India’s top court strikes down ‘irrational, indefensible’ law
India’s Supreme Court on Thursday struck down a British-era law against homosexuality, handing campaigners a victory after several legal defeats.
The law from 1861 criminalised homosexuality, with a maximum penalty of life imprisonment.
The law was “irrational, indefensible and manifestly arbitrary”, said Chief Justice Dipak Misra, who led a five-judge bench that heard six petitions against the law.
Comparatively few people are tried under the law.
In 2015, the last year for which statistics are available, 1,491 people were arrested.
But the law was often used to harass and blackmail homosexuals, and it caused deep psychological distress to gay Indians, said Menaka Guruswamy, one of the lawyers who argued against the law in court.
Activists have been seeking judicial intervention against the law since 1994, when the first petition was filed by a non-profit organisation.
After that failed, the Naz Foundation, which works on HIV issues, introduced another petition in 2001.

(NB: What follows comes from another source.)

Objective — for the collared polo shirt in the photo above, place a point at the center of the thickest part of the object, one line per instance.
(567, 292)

In 2009, the Delhi High Court ruled in the Naz Foundation’s favour, arguing that the law was not applicable to relations between consenting adults.
But an appeal from religious bodies led to the Supreme Court overturning the ruling in 2013. At the time, the verdict argued that the law did not need to be struck down because “a minuscule fraction of the country’s population constitutes lesbians, gays, bisexuals or transgenders”.
The first of a new batch of petitions was filed in 2016, and hearings began in July.
This time, Ms Guruswamy said, the petitioners were not non-profits but homosexual Indians who came together to plead that the law was against their freedom.
“That made a real difference,” she said.
“All of them spoke of mental health issues or depression, or lost relationships or sadness because of a lack of familial acceptance.”
The Indian government, which was a counter-party to the petition, did not defend the law, saying it would leave its future up to the wisdom of the court.
Prime Minister Narendra Modi’s Bharatiya Janata Party has sent mixed signals about the law in the past, with some members of its cabinet calling homosexuality immoral and others insisting that it should not be a crime.
But the government did not repeal the law, which was within its power, given the ruling party’s majority.
With this ruling, the court was confirming the right of homosexual Indians “to live with dignity”, said Rohinton Nariman, one of the five justices who heard the petitions.”